Carnegie Chairman E. David Gable said shareholders have agreed to a payment of $2.25 million, to be made by AIG, Carnegie’s insurance carrier. In addition, Mr. Gable said shareholders will receive $3 million in warrants for Carnegie stock, exercisable at $3.00, and confirmed that shareholders will also receive a stake in the company’s $2.1 billion law suit against Grant Thornton LLP, its former accounting firm (see "Carnegie International Corporation Files $2.1 Billion Suit Against Grant Thornton for Fraud, Negligence and Defamation, Business Wire, May 23, 2000).
"Carnegie’s Board, senior management team, employees and our shareholders are glad to put this chapter behind us and to move forward, especially with our corporate coffers intact," said Mr. Gable.
Mr. Gable said Carnegie shareholders’ 3 percent stake in the company’s suit against Grant Thornton, one of the largest accounting firms in the country, is after expenses. The suit alleges fraud, negligence, intentional interference with business relations, fee-gouging, breach of contract, and defamation.

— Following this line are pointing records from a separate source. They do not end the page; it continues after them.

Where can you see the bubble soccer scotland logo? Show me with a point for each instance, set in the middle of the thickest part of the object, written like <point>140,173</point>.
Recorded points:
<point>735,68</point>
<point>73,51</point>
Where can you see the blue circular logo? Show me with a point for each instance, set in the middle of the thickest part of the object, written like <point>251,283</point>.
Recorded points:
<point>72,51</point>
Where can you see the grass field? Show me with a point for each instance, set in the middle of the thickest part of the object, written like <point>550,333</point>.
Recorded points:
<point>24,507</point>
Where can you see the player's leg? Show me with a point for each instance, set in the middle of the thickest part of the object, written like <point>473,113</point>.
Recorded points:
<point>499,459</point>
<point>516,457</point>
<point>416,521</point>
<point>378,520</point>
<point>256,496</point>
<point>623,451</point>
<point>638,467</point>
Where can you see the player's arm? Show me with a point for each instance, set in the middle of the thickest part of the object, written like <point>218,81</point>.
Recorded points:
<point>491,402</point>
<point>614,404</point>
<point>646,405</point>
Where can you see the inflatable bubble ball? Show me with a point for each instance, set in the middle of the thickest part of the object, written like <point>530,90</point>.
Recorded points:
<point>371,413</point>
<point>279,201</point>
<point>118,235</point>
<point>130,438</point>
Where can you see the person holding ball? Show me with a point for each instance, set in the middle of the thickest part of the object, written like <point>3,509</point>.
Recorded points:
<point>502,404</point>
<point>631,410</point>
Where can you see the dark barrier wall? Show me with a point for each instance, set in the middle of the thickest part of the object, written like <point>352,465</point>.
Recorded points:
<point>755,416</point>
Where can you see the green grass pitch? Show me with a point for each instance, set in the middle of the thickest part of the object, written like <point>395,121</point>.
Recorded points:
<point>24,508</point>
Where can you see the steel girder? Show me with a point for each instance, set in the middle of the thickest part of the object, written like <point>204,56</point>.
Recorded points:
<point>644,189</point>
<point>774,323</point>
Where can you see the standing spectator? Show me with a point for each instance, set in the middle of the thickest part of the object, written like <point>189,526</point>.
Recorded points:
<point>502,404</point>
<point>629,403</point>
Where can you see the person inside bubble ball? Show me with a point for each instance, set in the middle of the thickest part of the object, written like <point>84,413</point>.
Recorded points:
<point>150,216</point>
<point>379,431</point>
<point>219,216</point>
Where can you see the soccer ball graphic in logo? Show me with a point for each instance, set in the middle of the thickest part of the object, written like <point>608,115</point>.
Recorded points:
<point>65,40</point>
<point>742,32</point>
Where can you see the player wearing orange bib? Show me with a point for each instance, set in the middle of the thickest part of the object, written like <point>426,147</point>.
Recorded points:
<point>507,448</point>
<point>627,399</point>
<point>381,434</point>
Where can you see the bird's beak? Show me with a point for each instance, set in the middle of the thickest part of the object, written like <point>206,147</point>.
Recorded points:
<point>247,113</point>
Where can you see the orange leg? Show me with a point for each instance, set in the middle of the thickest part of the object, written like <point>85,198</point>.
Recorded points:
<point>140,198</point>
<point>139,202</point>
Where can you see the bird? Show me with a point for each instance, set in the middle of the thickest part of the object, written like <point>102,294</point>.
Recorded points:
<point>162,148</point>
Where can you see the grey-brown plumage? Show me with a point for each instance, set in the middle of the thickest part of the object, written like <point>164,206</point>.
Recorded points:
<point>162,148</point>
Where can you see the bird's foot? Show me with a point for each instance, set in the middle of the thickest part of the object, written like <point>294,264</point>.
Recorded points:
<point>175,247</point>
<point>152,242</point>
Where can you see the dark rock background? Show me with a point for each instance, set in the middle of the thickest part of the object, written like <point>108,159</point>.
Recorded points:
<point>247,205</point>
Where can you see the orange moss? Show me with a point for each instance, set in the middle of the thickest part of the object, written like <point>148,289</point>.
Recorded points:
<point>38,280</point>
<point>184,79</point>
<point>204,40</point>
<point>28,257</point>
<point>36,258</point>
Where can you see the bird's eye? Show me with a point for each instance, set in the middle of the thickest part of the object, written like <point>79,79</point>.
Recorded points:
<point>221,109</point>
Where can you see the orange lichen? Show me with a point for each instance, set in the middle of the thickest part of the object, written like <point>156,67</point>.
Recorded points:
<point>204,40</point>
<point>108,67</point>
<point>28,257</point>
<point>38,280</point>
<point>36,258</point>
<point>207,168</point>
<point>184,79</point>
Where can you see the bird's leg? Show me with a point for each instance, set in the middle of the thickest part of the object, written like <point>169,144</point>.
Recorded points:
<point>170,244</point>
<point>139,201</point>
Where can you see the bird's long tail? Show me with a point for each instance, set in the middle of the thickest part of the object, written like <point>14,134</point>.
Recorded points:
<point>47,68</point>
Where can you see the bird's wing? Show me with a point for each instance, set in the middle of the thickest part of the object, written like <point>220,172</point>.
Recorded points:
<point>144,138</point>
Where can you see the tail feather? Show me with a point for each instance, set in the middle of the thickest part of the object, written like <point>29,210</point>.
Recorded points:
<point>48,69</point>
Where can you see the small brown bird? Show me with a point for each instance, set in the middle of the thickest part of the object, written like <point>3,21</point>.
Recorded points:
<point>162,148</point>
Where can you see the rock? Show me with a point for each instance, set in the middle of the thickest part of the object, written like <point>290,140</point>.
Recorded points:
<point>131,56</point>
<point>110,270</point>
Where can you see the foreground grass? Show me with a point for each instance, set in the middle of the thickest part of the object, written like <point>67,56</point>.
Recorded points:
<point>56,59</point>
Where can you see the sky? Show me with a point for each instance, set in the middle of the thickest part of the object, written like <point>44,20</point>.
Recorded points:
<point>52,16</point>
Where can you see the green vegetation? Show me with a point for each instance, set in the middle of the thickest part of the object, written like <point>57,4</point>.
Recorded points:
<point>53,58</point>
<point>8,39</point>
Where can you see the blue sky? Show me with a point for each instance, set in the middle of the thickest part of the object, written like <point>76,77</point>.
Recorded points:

The suit was filed in May 2000 in the Circuit Court for Baltimore City by Carnegie’s nationally-recognized trial attorneys, William H. Murphy Jr. of Baltimore, and Willie E. Gary of Stuart, Florida. The suit alleges that Grant Thornton solicited Carnegie to engage Grant Thornton, LLP to provide auditing and accounting services to its corporation, only to later negligently perform the work for which it is noted.
"With the shareholder suit behind us," said Mr. Gable, "Carnegie can now focus on growing our core business in Internet support and computer telephony, working with our subsidiaries, completing planned acquisitions (see "Carnegie International Extends Closing Dates on Two Proposed Acquisitions," Business Wire, September 11), and working with our outstanding legal team in the Grant Thornton action."